Determining the number of clusters in a data set, a quantity often labelled k as in the k-means algorithm, is a frequent problem in data clustering, and is a distinct issue from the process of actually solving the clustering problem.
For a certain class of clustering algorithms (in particular k-means, k-medoids and expectation–maximization algorithm), there is a parameter commonly referred to as k that specifies the number of clusters to detect. Other algorithms such as DBSCAN and OPTICS algorithm do not require the specification of this parameter; hierarchical clustering avoids the problem altogether.
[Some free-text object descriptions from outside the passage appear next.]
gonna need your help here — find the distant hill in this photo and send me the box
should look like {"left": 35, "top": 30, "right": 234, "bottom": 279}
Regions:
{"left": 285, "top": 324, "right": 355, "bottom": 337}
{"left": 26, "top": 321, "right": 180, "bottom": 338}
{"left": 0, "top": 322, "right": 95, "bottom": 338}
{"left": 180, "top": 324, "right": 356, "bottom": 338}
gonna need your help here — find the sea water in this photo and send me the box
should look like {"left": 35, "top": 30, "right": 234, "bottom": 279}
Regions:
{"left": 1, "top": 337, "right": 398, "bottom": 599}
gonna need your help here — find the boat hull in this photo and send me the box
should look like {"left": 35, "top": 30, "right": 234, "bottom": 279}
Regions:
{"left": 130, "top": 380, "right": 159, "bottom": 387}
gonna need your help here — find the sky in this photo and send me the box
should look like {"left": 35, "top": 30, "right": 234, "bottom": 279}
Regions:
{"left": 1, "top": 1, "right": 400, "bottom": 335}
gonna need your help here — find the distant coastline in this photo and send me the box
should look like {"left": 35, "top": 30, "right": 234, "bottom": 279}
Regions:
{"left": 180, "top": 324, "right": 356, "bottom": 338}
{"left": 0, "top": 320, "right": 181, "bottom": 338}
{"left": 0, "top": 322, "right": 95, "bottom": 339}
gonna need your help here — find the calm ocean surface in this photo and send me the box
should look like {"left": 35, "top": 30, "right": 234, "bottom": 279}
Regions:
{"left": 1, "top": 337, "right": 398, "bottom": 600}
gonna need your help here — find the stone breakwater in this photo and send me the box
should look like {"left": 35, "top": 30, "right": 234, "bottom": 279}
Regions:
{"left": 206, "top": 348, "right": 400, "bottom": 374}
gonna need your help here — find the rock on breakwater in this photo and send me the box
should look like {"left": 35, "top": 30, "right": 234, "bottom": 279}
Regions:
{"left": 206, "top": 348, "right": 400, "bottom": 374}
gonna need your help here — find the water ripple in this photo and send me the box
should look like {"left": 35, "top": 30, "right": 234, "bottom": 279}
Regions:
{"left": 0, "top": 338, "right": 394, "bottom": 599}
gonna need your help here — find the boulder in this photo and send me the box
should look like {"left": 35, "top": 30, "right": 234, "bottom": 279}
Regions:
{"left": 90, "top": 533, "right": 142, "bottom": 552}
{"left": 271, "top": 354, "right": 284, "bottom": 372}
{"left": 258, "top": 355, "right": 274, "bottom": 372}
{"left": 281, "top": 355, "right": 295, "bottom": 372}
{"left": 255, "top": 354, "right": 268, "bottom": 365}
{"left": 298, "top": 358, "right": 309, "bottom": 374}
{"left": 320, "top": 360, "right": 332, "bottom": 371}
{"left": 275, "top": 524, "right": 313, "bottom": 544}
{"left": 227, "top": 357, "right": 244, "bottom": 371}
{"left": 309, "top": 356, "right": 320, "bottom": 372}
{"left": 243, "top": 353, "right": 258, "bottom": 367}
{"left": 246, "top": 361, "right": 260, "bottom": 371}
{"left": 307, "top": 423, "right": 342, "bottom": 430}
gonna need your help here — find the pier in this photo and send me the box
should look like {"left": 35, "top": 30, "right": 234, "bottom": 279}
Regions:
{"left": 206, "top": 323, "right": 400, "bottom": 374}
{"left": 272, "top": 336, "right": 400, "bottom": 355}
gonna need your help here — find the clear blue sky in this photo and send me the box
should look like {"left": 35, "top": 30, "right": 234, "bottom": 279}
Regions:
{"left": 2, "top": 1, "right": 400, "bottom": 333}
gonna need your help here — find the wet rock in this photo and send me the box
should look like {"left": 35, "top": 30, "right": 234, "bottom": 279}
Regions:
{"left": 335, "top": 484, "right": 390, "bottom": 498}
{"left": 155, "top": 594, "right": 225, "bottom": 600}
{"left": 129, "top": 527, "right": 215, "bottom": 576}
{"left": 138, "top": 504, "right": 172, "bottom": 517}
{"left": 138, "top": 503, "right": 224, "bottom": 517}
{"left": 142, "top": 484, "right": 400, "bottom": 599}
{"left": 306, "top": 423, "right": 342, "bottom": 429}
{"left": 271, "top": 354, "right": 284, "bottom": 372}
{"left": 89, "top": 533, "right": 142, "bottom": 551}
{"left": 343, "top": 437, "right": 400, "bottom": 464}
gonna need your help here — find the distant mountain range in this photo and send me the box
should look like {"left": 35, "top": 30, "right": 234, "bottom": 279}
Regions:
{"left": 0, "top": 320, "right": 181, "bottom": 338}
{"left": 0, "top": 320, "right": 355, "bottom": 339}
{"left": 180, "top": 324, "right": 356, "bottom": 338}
The correct choice of k is often ambiguous, with interpretations depending on the shape and scale of the distribution of points in a data set and the desired clustering resolution of the user. In addition, increasing k without penalty will always reduce the amount of error in the resulting clustering, to the extreme case of zero error if each data point is considered its own cluster (i.e., when k equals the number of data points, n). Intuitively then, the optimal choice of k will strike a balance between maximum compression of the data using a single cluster, and maximum accuracy by assigning each data point to its own cluster. If an appropriate value of k is not apparent from prior knowledge of the properties of the data set, it must be chosen somehow. There are several categories of methods for making this decision.
The elbow method looks at the percentage of explained variance as a function of the number of clusters: One should choose a number of clusters so that adding another cluster does not give much better modeling of the data. More precisely, if one plots the percentage of variance explained by the clusters against the number of clusters, the first clusters will add much information (explain a lot of variance), but at some point the marginal gain will drop, giving an angle in the graph. The number of clusters is chosen at this point, hence the "elbow criterion". In most datasets, this "elbow" is ambiguous, [1] making this method subjective and unreliable. Because the scale of the axes is arbitrary, the concept of an angle is not well-defined, and even on uniform random data, the curve produces an "elbow", making the method rather unreliable. [2] Percentage of variance explained is the ratio of the between-group variance to the total variance, also known as an F-test. A slight variation of this method plots the curvature of the within group variance. [3]
The method can be traced to speculation by Robert L. Thorndike in 1953. [4] While the idea of the elbow method sounds simple and straightforward, other methods (as detailed below) give better results.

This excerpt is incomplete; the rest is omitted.